- The District will create a designated cash flow reserve within the District’s General Fund with a balance of not less than 5% of the District’s total General Fund revenues. The reserve will be added to on an annual basis, if necessary, to maintain the 5% balance. The balance will be designated by the Board and will not be available to the District for purposes other than cash flow.
- The District will solicit from the School Budget Review Committee additional allowable growth where it may be available for items such as special education deficit, increasing enrollment, talented & gifted, and any other lawful purpose.
- District administration will report to the Board monthly as to revenues, expenditures and percentage of the budget committed for the fiscal year in question. The report will provide comparison to the same month in prior fiscal years. Deviations in revenues and expenditures will be explained, and estimated budget revenues and expenditures for the entire year shall be provided. Actual month end and estimated year end fund balance will also be provided.

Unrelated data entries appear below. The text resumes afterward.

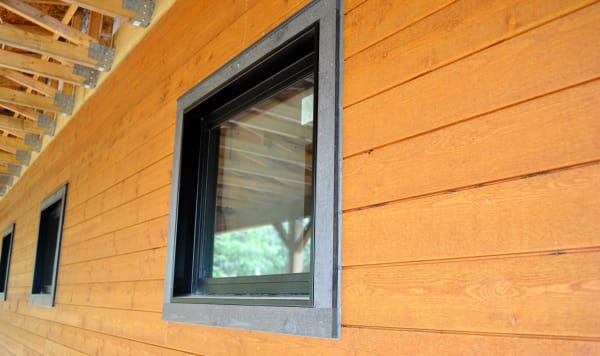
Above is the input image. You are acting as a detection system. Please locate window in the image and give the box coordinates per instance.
[30,184,67,307]
[164,0,341,338]
[0,224,15,301]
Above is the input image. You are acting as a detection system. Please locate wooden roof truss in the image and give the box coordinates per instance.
[0,0,156,196]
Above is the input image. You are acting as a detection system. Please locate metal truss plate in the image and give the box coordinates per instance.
[89,42,116,71]
[16,150,31,165]
[37,114,56,136]
[123,0,155,27]
[0,186,6,196]
[0,175,13,186]
[53,93,75,115]
[73,64,99,89]
[24,134,42,152]
[7,164,21,176]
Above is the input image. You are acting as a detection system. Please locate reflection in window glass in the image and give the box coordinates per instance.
[211,74,314,278]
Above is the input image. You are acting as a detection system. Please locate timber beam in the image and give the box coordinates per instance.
[0,134,39,151]
[0,87,73,114]
[0,102,40,121]
[61,0,155,27]
[0,151,20,165]
[0,0,97,46]
[0,68,58,97]
[0,164,21,176]
[0,24,114,71]
[0,114,47,136]
[0,49,98,88]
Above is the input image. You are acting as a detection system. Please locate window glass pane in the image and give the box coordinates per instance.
[0,233,11,293]
[32,201,61,294]
[211,74,314,278]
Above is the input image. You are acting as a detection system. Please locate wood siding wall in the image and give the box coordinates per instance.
[0,0,598,354]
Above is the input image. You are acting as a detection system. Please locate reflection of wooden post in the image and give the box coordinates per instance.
[274,218,312,273]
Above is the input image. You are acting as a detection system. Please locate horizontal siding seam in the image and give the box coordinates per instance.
[342,0,600,109]
[342,246,600,269]
[344,0,460,60]
[0,308,202,356]
[342,325,600,343]
[342,76,600,160]
[62,184,170,239]
[342,160,600,214]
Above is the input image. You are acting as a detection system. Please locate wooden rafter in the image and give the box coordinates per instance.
[59,0,138,20]
[0,165,18,176]
[0,113,45,135]
[0,49,87,86]
[0,24,98,67]
[0,0,97,46]
[0,134,34,151]
[0,68,58,96]
[0,103,39,120]
[0,151,20,165]
[0,87,62,113]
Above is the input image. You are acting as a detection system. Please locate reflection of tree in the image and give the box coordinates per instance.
[274,218,312,273]
[212,218,311,278]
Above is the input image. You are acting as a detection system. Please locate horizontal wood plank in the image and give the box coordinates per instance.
[61,215,168,265]
[344,0,455,58]
[62,186,169,250]
[343,0,596,106]
[56,280,164,312]
[343,163,600,266]
[343,80,600,210]
[65,155,172,229]
[58,247,166,285]
[342,251,600,337]
[343,3,600,156]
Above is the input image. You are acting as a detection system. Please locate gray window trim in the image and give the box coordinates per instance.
[30,184,68,308]
[163,0,342,338]
[0,223,15,301]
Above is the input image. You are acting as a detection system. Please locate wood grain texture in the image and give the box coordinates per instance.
[343,3,600,156]
[0,0,596,353]
[343,164,600,266]
[61,215,168,265]
[343,252,600,337]
[343,0,597,106]
[62,185,170,247]
[56,280,164,312]
[344,0,455,58]
[58,247,166,285]
[343,80,600,210]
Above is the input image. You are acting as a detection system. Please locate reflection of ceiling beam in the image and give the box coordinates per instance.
[220,173,305,196]
[222,136,308,167]
[235,111,312,140]
[0,87,63,113]
[0,0,97,46]
[0,68,58,96]
[222,154,309,185]
[60,0,139,20]
[0,49,88,86]
[0,24,98,68]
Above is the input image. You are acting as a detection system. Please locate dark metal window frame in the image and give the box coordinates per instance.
[173,28,317,307]
[30,184,68,307]
[163,0,341,338]
[0,223,15,301]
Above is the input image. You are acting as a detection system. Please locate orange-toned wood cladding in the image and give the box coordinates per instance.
[0,0,597,354]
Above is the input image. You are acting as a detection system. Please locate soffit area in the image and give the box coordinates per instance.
[0,0,173,197]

- Budget amendments will be authorized at the point in time when expenditures in the fund in question are known to exceed the previously authorized expenditure and not just held for the last month of the fiscal year. Amendments should identify the source of funding for the amended expenditure.
- The District will prepare a realistic General Fund budget using conservative assumptions and the best known information at the time of adoption.
- A 5‐year General Fund budget may be prepared and authorized annually including conservative assumptions but including key known or expected assumptions as it relates to expenditures (i.e., future staffing increases or reductions, annual raises, realistic health care costs, etc.), and including the fund balance estimate for the period in question. Assumptions regarding property valuations should be based on historic actual results. The District may adjust the property valuation assumption for known changes in the property tax base (i.e., new construction in progress). Assumptions regarding sales tax income may include an assumption of growth not to exceed 50% of the actual growth rate in tax collection over the prior 5 year period.